How “Talia and the Rude Vegetables” began….

This is a story that, like many folktales, began in the kitchen.

One year, during the Jewish holiday of Succoth, my husband and I were invited to dinner at a friend’s sukkah. I’d offered to bring my favorite vegetarian Rosh Hashanah stew. It’s made with seven root vegetables, cinnamon, and raisins….and it’s delicious.

I started washing, scraping, cutting, and chopping root vegetables. 

As I prepared the vegetables, I pondered what I would teach one of my adult English Language Learners at her class the next day. I had to think quickly. I had hardly enough time to prepare the lesson and cook the stew. 

As I scraped, chopped, and pondered, I realized that non-native English speakers might have difficulty distinguishing between “root” and “rude.” All that separates those two words is a “d” or “t” sound - sounds which, under some circumstances, sound similar. For example, the last “d” sound in the word “dropped” sounds like a “t,” right? 

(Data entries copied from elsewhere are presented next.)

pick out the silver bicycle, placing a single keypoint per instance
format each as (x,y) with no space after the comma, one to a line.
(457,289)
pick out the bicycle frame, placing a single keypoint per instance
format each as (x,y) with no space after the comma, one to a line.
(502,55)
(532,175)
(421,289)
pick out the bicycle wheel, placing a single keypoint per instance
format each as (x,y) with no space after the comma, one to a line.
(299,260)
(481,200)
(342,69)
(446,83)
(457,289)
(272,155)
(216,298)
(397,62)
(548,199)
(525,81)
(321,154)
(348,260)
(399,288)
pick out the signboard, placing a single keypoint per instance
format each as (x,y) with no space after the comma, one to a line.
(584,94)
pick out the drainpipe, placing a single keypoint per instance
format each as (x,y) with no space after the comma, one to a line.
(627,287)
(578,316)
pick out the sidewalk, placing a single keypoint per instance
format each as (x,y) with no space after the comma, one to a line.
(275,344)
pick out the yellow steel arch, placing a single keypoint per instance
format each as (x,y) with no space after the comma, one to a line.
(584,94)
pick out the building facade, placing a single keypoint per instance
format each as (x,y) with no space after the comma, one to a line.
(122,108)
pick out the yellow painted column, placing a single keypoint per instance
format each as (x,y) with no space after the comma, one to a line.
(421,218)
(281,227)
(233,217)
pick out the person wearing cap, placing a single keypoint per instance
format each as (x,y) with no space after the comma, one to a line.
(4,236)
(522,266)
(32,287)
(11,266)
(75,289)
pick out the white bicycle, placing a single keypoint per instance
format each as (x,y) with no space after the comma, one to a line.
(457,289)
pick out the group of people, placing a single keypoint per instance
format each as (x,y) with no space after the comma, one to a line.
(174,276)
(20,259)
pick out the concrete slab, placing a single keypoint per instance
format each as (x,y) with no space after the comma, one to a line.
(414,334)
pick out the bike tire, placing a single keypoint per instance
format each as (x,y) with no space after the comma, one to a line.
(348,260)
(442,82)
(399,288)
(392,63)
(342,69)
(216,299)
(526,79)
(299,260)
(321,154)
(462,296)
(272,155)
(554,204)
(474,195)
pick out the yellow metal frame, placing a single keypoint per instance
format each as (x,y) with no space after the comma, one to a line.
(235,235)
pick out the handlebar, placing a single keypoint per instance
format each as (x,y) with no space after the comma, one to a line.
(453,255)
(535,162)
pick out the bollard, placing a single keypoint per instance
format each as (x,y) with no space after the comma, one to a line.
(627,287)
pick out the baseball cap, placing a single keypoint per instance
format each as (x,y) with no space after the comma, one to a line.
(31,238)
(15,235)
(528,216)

I began to think…What if…an English-speaker confused the two words? What if…as in the Russian folktale about the Great Big Enormous Turnip, an old man tries to pull a giant turnip out of the ground, but it won’t come out? What if…the vegetables are “rude”….and won’t come out of the ground?

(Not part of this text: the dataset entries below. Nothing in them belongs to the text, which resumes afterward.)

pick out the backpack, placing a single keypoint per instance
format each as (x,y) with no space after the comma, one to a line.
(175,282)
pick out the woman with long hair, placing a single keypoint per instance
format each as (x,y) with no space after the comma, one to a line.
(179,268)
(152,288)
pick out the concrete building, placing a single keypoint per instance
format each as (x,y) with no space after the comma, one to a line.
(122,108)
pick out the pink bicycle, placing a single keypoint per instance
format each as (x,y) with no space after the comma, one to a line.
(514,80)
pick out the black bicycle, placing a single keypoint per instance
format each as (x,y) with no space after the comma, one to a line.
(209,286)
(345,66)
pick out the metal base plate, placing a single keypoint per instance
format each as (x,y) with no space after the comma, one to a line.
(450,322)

As I thought about these “what if’s…” a story brews. 

That evening, under the sukkah, I discussed the story idea with my friends. Almost everyone had an “ingredient” to add. 

By the time the dinner was over, I had a sweetly and deliciously spiced story.

Of course, it wasn’t fully cooked.

I showed the story to my English language student - a Russian who knew Russian folk stories. She made an excellent suggestion: in a proper Russian story, she said, the main character would give away the extra vegetables. It would be an act of charity! Hmmm…I thought, she’s right. 

I re-read my story.

In the version I was working on, the main character brought the extra vegetables to the market, sold them, and brought the money to her grandmother. My student’s right, I thought. The main character should give the extra vegetables to the hungry.

I re-wrote the ending.

Then I attended a writers’ conference. During a pre-arranged editorial consultation, I presented my story to an editor. She told me what she liked. More importantly, she told me what she didn’t like. 

I discussed the story with my critique group. 

Then I went back to work - chopping, spicing, and fixing the story. 
Finally, I changed the main character to be a little girl, rather than an old man. Instead of a “Bubbe” and “Zaydee,” I now had a little girl and her grandmother. The only problem was…the little girl in the story didn’t have a name.

A few days later, my granddaughter, Talia, was born…and the story got its name.